The Execution of Justice by Friedrich Durrenmatt and John E Woods (translator)
|The Execution of Justice by Friedrich Durrenmatt and John E Woods (translator)|
|Reviewer: John Lloyd|
|Summary: With these contents, you don't need me to tell you the author despised formulaic thrillers that stuck to tried-and-tested rules. Which, with his scenario, is a shame.|
|Buy? No||Borrow? Maybe|
|Pages: 224||Date: January 2018|
|Publisher: Pushkin Vertigo|
It's 1957, and we're somewhere in Switzerland, and there's just one case on everyone's lips – the simple fact that a politician has gone into the crowded room of one of those 'the place to go' restaurants, and point-blank shot a professor everyone there must have known and ferried a British companion to the airport in his chauffeur-driven Rolls before handing himself in to face the murder rap. Of course, he's found guilty, even if the gun involved has managed to disappear. He's certainly of much interest, not only to our narrator, a young lawyer called Spaet – even if he rarely gets to frequent such establishments with such people, he is eager to know more, especially once he is actually tasked by the man in hand to look into things a second time. But what's this, where he opens his testimony about the affair with the conclusion, that he himself will need to turn killer to redress the balance?
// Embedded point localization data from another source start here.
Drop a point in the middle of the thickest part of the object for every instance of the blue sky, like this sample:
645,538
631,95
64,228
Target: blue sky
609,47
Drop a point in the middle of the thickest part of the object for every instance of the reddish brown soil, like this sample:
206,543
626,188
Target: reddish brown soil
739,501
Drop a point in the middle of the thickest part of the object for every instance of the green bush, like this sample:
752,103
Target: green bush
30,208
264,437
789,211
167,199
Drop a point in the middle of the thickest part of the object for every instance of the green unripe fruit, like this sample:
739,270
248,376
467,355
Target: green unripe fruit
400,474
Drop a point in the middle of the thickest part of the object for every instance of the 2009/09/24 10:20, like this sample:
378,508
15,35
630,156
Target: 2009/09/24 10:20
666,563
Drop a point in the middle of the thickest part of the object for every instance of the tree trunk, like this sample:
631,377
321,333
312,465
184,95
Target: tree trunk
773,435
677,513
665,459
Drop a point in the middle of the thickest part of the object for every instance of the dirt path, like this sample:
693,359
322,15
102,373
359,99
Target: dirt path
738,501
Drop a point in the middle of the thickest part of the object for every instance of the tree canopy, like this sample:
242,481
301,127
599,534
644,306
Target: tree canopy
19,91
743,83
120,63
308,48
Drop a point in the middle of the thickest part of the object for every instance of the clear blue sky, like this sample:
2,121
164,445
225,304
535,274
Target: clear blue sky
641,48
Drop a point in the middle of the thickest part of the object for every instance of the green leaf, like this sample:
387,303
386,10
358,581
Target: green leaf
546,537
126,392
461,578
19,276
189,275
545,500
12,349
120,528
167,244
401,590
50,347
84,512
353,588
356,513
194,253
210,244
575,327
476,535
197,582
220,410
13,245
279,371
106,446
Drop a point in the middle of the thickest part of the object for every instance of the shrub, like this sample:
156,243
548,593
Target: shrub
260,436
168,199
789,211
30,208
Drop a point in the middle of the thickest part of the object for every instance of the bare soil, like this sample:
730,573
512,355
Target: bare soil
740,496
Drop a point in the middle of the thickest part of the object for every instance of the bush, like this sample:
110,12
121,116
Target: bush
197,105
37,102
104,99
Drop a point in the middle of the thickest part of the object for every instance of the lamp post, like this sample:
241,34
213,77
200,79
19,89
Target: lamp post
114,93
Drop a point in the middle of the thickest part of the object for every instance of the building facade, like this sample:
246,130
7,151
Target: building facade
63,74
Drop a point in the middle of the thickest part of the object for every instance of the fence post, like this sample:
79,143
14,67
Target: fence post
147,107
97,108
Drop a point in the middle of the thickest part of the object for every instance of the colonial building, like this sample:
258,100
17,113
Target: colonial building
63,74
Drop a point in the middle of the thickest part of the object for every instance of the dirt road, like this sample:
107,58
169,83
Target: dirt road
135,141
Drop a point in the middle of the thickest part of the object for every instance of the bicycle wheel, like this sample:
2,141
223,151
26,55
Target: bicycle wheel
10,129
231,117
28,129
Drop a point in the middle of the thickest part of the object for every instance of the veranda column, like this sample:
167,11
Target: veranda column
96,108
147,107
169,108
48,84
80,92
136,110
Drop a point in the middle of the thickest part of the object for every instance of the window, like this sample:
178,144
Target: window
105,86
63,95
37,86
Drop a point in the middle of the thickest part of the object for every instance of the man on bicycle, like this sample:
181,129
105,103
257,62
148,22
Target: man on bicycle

This is an intriguing case for the crime fan – the complete opposite to the locked room mystery. Everyone can see it was definitely a case of murder, a police commandant was present at the time, for crying out loud – and doubt is nowhere to be seen. No, no motive is known, but then none is needed, beyond the sanity of the criminal and the legality of imprisoning him. Once in prison, he declares there's no need for an appeal case to be tried, as everything was above board first time, and anyway, he seems to be deeming life behind bars some kind of boon. So what on earth can there be for our narrator Spaet to do?
Well, unfortunately, he certainly has too much time on his hands. He can write pleasantly enough, but he also decides his task in reporting the whole affair is to go into all the minutiae about context and background he deems relevant, which are too many. There are chunks of this book unfortunately delivered in two-page long paragraphs that make you think you're reading an encyclopaedia. I know, however (this being a Durrenmatt book), that that is kind of the point – but it has to be said.
And there's always a 'point' to Durrenmatt books – he never delivers a straight genre piece without tweaking the formula of it, discussing an authorial approach, or in this case going into very dense further thoughts, that do flash a small light on to the actual (meaty, enjoyable, expected) crime scenario, but also hide in the darkness of dense writing. We've always been sure here at The Bookbag to flag a book up as a 'literary fiction' when it tends to be that, and this is a case in point – yes it will be on the crime/thriller shelf, but it is a 'literary' example – certainly, when the narrator delves into a ten- or twelve-page paragraph we're in a realm where style has overtaken substance in importance. The problem for me at this crux point was not so much the density of the script, but the fact that the blurb was more convincing than the actual book as to what Spaet was actually doing.
This book, in the end, isn't heinously unreadable, but I can't see it winning universal favour whatsoever; it, more so even than the author's other more experimental reads, will be for genre specialists only.
I must thank the publishers for my review copy.